Auch wenn wir uns der aktuellen Situation der Energieversorgung zuwenden, können wir feststellen, dass über kernenergetische Verfahren noch mehr als 50 Prozent des Grundlastaufkommens erzeugt werden. Weitere 44 Prozent der Grundlast werden über Braunkohle bereitgestellt, was aber einen hohen CO2- Ausstoß zur Folge hat. Die erneuerbaren Energien sind zu großen Teilen noch nicht grundlastfähig, obwohl es in diesem Bereich bereits große Fortschritte gibt.
Diese Zahlen machen aus meiner Sicht deutlich, dass die Kernenergie vorerst immer noch ihren Platz in einem vernünftigen Energiemix haben sollte. Neben der wichtigen ökologischen Komponente müssen letztendlich auch wirtschaftliche Aspekte berücksichtigt werden.

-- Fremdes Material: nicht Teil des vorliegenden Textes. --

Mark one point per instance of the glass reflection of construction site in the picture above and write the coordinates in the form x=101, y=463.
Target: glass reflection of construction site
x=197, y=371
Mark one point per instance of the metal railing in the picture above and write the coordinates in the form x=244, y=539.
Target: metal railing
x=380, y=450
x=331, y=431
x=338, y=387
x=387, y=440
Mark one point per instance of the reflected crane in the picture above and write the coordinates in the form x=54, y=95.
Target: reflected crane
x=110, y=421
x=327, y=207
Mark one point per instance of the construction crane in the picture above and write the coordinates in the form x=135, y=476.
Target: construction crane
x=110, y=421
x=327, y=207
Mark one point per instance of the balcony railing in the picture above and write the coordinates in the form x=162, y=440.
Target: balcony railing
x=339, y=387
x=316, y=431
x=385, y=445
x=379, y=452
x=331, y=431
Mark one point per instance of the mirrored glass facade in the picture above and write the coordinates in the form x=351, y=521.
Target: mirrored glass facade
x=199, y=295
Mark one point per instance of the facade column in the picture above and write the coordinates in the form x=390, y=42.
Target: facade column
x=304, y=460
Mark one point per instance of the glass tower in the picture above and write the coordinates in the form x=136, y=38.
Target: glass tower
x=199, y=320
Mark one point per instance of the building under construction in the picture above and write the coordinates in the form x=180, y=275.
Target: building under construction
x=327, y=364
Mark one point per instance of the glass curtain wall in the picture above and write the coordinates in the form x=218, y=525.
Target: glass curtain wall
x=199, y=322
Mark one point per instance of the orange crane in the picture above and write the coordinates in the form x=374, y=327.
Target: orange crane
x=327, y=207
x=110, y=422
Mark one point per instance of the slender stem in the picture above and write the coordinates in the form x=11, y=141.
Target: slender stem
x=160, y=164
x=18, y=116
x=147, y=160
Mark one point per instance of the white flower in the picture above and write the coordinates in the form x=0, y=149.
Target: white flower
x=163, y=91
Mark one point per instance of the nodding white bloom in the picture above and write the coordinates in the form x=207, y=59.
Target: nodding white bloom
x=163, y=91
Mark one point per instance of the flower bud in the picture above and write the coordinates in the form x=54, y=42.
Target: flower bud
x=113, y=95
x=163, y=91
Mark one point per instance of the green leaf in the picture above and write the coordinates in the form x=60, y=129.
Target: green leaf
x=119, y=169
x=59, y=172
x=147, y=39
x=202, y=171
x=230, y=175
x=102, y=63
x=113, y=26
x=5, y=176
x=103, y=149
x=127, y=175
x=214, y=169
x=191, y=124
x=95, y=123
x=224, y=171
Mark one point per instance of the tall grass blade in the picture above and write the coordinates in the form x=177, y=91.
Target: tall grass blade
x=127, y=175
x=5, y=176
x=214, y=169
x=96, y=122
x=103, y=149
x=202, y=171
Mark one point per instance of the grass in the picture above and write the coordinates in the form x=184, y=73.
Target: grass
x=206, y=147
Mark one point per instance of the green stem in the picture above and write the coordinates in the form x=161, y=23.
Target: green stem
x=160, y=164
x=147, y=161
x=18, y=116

Als Politiker sind wir auch den Wünschen unserer Bürger verpflichtet. Ich darf Sie daran erinnern, dass die Energiepreise vor ihrem Rückgang durch die Unwägbarkeiten der Wirtschaftskrise eine der größten Sorgen der Verbraucher waren. Die durchschnittlichen Energieausgaben der privaten Haushalte sind in Deutschland seit 1996 um knapp 62 Prozent gestiegen. Als Repräsentanten der Bürgerinnen und Bürger müssen wir uns eben auch diesem Problem stellen. Die Verbraucher erwarten von der Politik nicht nur, dass wir ein morgen denken, sondern auch, dass wir jetzt für bezahlbare Energiepreise sorgen. Das gilt nicht nur für Privathaushalte, sondern daran hängen im exportorientierten Deutschland eine enorme Zahl von Arbeitsplätzen in der Industrie. Aus meiner Sicht bietet zur Zeit insbesondere die Kernenergie noch die Chance, das Ziel der Verringerung der CO2 - Emissionen mit einer sozialverträglichen Energiepolitik zu kombinieren.